An economist from New Zealand, A. W. Phillips (Alban William Houego), contributed to modern macroeconomics with the Phillips Curve. His model shows a trade-off between unemployment and inflation rates, and this relationship can often be observed in real-world historical data. The underlying principle is as follows: as the unemployment rate drops, aggregate demand in the economy increases, and that, in turn, has a short run impact that drives prices up because supply levels have not been increased in the same manner.

=== Income distribution ===
Significant attention has been awarded to the issues of income distribution and wealth inequality recently in the U.S. news and media, a response to evidence that growth in income in the country over the past few decades has been distributed primarily in favor of the top 1% of the population, while the lower 99% have experience much slower relative income growth. Often referred to as a key factor in the advent that is the alleged "shrinking middle class," changes in income distribution have been said to weaken demand due to the resulting imbalances between various income groups’ marginal propensities to consume.
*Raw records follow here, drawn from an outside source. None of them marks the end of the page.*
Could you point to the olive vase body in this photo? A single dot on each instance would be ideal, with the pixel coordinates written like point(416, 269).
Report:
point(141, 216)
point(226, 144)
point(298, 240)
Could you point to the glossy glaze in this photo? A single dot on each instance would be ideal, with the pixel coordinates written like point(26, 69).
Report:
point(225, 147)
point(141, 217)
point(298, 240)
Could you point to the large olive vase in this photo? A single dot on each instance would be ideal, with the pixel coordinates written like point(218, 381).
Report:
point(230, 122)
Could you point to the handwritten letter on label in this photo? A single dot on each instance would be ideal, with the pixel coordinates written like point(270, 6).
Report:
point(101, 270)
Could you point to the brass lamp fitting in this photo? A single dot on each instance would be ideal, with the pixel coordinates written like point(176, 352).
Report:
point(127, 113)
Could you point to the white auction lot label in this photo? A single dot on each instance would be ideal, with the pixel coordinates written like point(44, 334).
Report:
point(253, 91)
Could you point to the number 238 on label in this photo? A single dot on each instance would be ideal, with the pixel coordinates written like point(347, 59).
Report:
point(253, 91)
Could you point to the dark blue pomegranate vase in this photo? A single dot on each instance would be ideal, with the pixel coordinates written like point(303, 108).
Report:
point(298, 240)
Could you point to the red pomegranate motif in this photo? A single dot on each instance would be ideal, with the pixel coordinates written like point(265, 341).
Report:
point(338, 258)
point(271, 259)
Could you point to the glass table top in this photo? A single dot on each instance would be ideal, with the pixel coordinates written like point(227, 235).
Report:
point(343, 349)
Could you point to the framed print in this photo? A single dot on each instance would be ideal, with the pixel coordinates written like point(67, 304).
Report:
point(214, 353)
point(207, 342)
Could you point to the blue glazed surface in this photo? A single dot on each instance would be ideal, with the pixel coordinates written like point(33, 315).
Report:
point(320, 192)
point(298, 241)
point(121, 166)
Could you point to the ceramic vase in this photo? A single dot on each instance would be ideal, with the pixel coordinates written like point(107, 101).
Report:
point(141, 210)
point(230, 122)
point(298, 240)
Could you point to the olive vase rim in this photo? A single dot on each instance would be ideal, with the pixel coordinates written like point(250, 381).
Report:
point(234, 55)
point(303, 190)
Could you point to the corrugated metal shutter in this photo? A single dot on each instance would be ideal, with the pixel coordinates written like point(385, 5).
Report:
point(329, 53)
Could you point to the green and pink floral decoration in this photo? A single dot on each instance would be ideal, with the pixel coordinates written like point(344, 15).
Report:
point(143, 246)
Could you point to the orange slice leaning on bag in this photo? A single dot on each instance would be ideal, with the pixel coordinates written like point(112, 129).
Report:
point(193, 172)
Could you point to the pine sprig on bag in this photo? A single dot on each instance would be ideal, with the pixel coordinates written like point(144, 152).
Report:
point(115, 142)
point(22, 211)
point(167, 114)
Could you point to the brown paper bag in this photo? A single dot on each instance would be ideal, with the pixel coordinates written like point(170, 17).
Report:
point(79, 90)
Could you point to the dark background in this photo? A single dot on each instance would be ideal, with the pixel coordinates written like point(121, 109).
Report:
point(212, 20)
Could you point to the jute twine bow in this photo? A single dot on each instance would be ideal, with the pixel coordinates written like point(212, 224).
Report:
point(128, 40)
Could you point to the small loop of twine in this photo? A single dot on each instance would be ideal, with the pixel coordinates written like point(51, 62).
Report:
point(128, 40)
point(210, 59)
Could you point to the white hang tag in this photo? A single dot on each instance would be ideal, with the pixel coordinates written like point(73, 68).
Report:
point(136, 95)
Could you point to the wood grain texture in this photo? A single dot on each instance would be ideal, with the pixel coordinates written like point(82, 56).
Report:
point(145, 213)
Socioeconomic groups with a high marginal propensity to consume tend to affect growth more significantly than those without a high marginal propensity to consume by creating a strong and stable source of demand. Additionally, a strong middle class contributes to demand-led growth by supporting education, providing human capital, enabling entrepreneurship, and acting as the foundation for inclusive political and economic institutions. Various entities and groups play a role in the general response to an increase in aggregate demand, and there is an obvious diversity among the winners and losers when such economic changes take place.